3. Ensuring Session Consistency with Session Affinity
With this approach, enabling Session affinity on Front Door is critical in a progressive rollout to provide users a consistent experience. If session affinity is not enabled, users might experience. Switching between versions mid-session, leading to inconsistent behavior. Authentication issues if session tokens are not shared across instances.Summary: Azure Front Door Session Affinity
Azure Front Door uses cookie-based session affinity, leveraging managed cookies (ASLBSA and ASLBSACORS) that encode the origin URL. This mechanism differentiates users, even if they share the same IP address. Read more about Azure Front Door Session Affinity
Ensuring Session Consistency with Session Affinity
*Progressive Rollouts with Azure Front Door – Q&A *
Q: Will two users on the same public IP get different versions of the application?
A: Yes, because Azure Front Door does not use IP-based session persistence. Instead, it relies on cookies to maintain session affinity. Each user's browser session is assigned a unique session affinity cookie (FrontDoorAffinity), which determines which backend origin they will continue interacting with.

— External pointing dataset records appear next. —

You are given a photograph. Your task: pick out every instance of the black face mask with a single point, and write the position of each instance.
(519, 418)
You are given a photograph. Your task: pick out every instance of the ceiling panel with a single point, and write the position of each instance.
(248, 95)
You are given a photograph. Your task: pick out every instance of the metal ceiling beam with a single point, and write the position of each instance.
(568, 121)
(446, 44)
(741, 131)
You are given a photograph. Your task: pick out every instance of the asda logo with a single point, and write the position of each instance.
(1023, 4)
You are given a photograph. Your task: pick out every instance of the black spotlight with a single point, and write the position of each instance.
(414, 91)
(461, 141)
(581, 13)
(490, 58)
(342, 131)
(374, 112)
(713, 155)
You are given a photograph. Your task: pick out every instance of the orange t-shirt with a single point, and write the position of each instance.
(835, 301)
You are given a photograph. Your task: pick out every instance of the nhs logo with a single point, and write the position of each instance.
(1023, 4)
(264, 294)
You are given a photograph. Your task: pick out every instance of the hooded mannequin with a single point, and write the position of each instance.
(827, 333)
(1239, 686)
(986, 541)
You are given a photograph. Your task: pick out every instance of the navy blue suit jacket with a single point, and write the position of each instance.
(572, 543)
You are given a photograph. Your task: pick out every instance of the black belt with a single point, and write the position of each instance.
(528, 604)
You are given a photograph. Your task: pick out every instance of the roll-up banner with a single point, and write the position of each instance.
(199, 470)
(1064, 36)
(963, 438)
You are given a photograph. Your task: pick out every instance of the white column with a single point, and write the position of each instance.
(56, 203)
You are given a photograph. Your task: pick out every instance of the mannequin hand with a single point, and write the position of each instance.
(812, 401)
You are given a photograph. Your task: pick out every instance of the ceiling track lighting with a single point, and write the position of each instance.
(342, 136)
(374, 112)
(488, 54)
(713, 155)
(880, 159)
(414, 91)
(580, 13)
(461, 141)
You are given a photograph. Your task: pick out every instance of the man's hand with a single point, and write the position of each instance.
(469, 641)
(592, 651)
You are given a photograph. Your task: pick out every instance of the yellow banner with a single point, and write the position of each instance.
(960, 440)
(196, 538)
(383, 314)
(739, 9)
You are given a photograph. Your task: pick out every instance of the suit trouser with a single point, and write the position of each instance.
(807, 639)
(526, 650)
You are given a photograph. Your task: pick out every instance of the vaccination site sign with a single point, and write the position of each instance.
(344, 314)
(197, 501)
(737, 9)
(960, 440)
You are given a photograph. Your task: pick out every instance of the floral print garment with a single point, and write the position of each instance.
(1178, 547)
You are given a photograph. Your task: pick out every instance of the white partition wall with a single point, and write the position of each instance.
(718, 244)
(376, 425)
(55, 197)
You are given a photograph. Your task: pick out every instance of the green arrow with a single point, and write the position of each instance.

If session affinity is disabled or not functioning (e.g., due to caching issues), each new request is treated independently, and Azure Front Door routes traffic based on the weighted traffic distribution, which means different users even on the same IP may receive different versions of the application.
Azure Front Door does not use IP-based session persistence
Q: Why am I getting a different version of the application every time I refresh the page?
A: One of the following issues might be occurring:
Session Affinity is Disabled - Without the FrontDoorAffinity cookie, every request is independently routed, causing the backend selection to vary based on traffic weight distribution. Also check if the cookies are disabled in the browser. Read more about Azure Front Door Session Affinity
Cached Responses Prevent Cookie Assignment – If the response from the backend is cacheable (e.g., Cache-Control: public), Azure Front Door cannot attach the session affinity cookie, resulting in random backend selection.
Solution
Ensure that session affinity is enabled at the origin group level.
Check that the browser allows cookies and does not clear them between requests. Use "Cache-Control: no-store" in backend responses to prevent caching conflicts with session affinity.